Back at the ends of the playing field there’s another taunt about who knows what.  The hate feels real enough as though everyone that age must loath something even if there’s no real reason.  At what age do we start to understand and tolerate difference?  Why do we expect conformity? I don’t know, but these boys think they do.  I’m superficially the same as them, but there are things which don’t quite match and that makes me ripe for punishment.

So I flex.  I plant my feet firmly on the ground and tense my muscles.  With a sudden surge of strength I throw off those holding me.  A solid roundhouse fells the ringleader and his sidekicks are finished off with some swift punches.  I am triumphant.

Of course, that doesn’t happen.  That only happens in comics and TV shows, where the bullied are miraculously able to vanquish the bullies.  Everyone always says that a bully is a coward.  If you stand up to them or hit them back they run.  In my experience that doesn’t happen.  The bully hits you harder.  And then his friends join in and you find yourself in this sort of situation.

Another punch to side of my head leaves my hearing rattling.  My cheeks are wet and flushed now.  The indignity makes me wince even twenty-five years in the future.  The one boy holding me breathes heavily, as though prepubescently aroused.  It’s odd what people find normal. 

The ringleader lifts my chin up to swear in my face some more.  I haven’t completely given up though and close as he is I manage to hoik a fat green globule of spit square into his eyes.  I try to follow up with a kick to the testicles.  I miss and only catch his thigh, not hard enough to do any real harm.  I’m too held in place to get any weight behind it.

‘You are fucking dead,’ he snarls wiping the snotty spit from his eyes.  I know he means it but the disgust on his face as he looks at the mess left in his hand gives me a faint dose of joy and I smile.  Just a little bit.

His henchmen let go and the three of them lay into me.  I get a few blows out, but it’s largely ineffectual.  Only larger than life, comic-book heroes can beat more than one man at a time.  For rolly-polly weaklings, there’s no hope.  It doesn’t take long for me to be on the floor and the punches continue, but I curl up and cover my head, resigned to the end.  Their target no longer fighting back, they lose interest.  There is only fun to be had in the failing to escape, the pathetic nature of the counter-struggle.  They stop.  I glance up just in time to see the heal of the shoe coming straight in to my face.

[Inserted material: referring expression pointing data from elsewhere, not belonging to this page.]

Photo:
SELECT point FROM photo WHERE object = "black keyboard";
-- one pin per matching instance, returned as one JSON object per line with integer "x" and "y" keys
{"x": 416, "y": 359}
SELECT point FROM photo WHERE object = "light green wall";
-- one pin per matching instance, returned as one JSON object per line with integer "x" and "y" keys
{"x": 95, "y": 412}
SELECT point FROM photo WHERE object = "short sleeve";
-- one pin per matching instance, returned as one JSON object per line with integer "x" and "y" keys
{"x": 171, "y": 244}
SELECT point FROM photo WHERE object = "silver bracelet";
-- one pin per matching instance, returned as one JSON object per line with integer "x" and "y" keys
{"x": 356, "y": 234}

I lie on the sunburnt grass as their cackling laughter disappears into the distance.   Most of me hurts, but that’s nothing new.  I rewind the scene in my head and I play it out again, only this time, again, I get a lucky blow in.  In my imagination, I find myself pinning the ringleader down my knees into his shoulders and I punch him again and again in the face until the skin on my knuckles cracks and my own blood mixes with the pulped mess under my hands.  Violence begates violence, but I am young and I hurt.  I deserve revenge, don’t I?

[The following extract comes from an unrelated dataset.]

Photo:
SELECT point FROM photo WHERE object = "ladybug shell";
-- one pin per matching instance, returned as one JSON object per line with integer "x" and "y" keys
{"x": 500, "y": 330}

The sun is warm and slides across me as I lie there, it offers a warm respite, and suggests that maybe the world isn’t so bad after all.  Maybe there’s hope. 

Slowly I get to my feet.  Nothing seems too badly damaged. I touch my face.  It is sore, but I don’t appear to be bleeding.  I start to walk home, home where I can lose myself in a book, drift into another world, another life, before coming back to this one again, tomorrow, when it will all be the same once more.